To download this Article click on the button below:

Abstract

Clustering is one of the important data mining problems. Many algorithms are available to cluster numeric data. However, a limited number of algorithms are proposed to cluster categorical datasets for which distance measures are not naturally defined. Moreover, categorical datasets are generally high dimensional. In high dimensional data many of the dimensions are often irrelevant or correlated, and different clusters exist in different subsets of dimensions. In this work we propose a subspace clustering algorithm named CatSub to extract a set of disjoint clusters and outliers in large high dimensional categorical datasets. We define a similarity measure and a strategy to find subsets of relevant dimensions along with the clusters embedded in them. The algorithm is scalable to larger datasets as it requires only a single pass through the data objects that need not be stored in main memory. The algorithm is experimentally validated on several real world datasets.

Description

Rapid advances in digital data acquisition and storage technology have resulted in the growth of huge databases (or datasets) containing millions of objects, each recording values for hundreds of attributes that may be numeric or categorical. Data mining or knowledge discovery in databases is the science of extracting useful information from such huge databases (Han and Kamber, 2006). It aims at the construction of automatic or semiautomatic tools for the analysis of such datasets. Clustering is one of the most important tasks in data mining (Han and Kamber, 2006). The main goal of clustering is to group data objects into clusters in such a way that objects belonging to the same cluster are similar, while those belonging to different ones are dissimilar.
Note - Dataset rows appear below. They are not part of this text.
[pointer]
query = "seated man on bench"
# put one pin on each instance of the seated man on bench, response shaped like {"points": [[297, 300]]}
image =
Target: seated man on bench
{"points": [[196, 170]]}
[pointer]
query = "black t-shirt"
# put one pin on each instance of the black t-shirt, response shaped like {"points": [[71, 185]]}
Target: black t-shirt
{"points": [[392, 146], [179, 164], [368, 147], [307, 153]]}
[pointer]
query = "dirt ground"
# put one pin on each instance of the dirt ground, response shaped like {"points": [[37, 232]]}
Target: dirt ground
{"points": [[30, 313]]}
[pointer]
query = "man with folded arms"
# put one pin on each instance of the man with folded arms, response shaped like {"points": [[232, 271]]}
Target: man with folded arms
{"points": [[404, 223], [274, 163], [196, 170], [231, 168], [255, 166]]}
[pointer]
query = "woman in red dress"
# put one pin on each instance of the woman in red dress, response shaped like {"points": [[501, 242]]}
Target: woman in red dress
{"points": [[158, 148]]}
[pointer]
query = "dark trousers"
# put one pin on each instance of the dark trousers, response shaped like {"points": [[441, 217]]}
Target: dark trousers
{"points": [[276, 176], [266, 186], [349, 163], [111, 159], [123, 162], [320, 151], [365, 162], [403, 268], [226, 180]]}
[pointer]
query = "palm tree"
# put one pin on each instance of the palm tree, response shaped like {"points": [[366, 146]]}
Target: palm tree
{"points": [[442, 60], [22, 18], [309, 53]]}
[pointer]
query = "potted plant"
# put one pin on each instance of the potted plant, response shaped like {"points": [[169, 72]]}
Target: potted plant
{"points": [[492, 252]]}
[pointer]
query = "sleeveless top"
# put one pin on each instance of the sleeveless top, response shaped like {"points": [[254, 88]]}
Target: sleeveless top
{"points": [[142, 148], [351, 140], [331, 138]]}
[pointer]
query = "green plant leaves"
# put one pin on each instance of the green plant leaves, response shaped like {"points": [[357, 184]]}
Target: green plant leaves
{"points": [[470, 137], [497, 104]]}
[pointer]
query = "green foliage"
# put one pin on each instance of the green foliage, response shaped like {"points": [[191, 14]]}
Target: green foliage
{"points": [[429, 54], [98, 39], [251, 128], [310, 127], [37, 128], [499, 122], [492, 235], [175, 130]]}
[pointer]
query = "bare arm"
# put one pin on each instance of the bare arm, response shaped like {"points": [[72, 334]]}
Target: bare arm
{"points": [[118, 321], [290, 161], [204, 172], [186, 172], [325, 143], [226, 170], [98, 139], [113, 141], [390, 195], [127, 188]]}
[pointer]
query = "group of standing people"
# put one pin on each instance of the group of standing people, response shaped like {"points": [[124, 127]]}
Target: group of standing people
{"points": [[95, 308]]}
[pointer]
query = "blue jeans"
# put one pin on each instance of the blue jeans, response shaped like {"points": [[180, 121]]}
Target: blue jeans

By clustering one can identify dense and sparse regions and, therefore, discover overall distribution patterns and interesting correlations among the attributes. A survey of clustering algorithms can be found in Andritsos (2002). Many algorithms have been developed for clustering numeric data based on the use of similarity measures that exploit inherent geometrical structures of numeric data. A limited number of studies have focused on clustering categorical data, where the domains of the individual attributes are discrete valued and not naturally ordered, and therefore distance functions are not naturally defined. Moreover, categorical datasets are generally high dimensional.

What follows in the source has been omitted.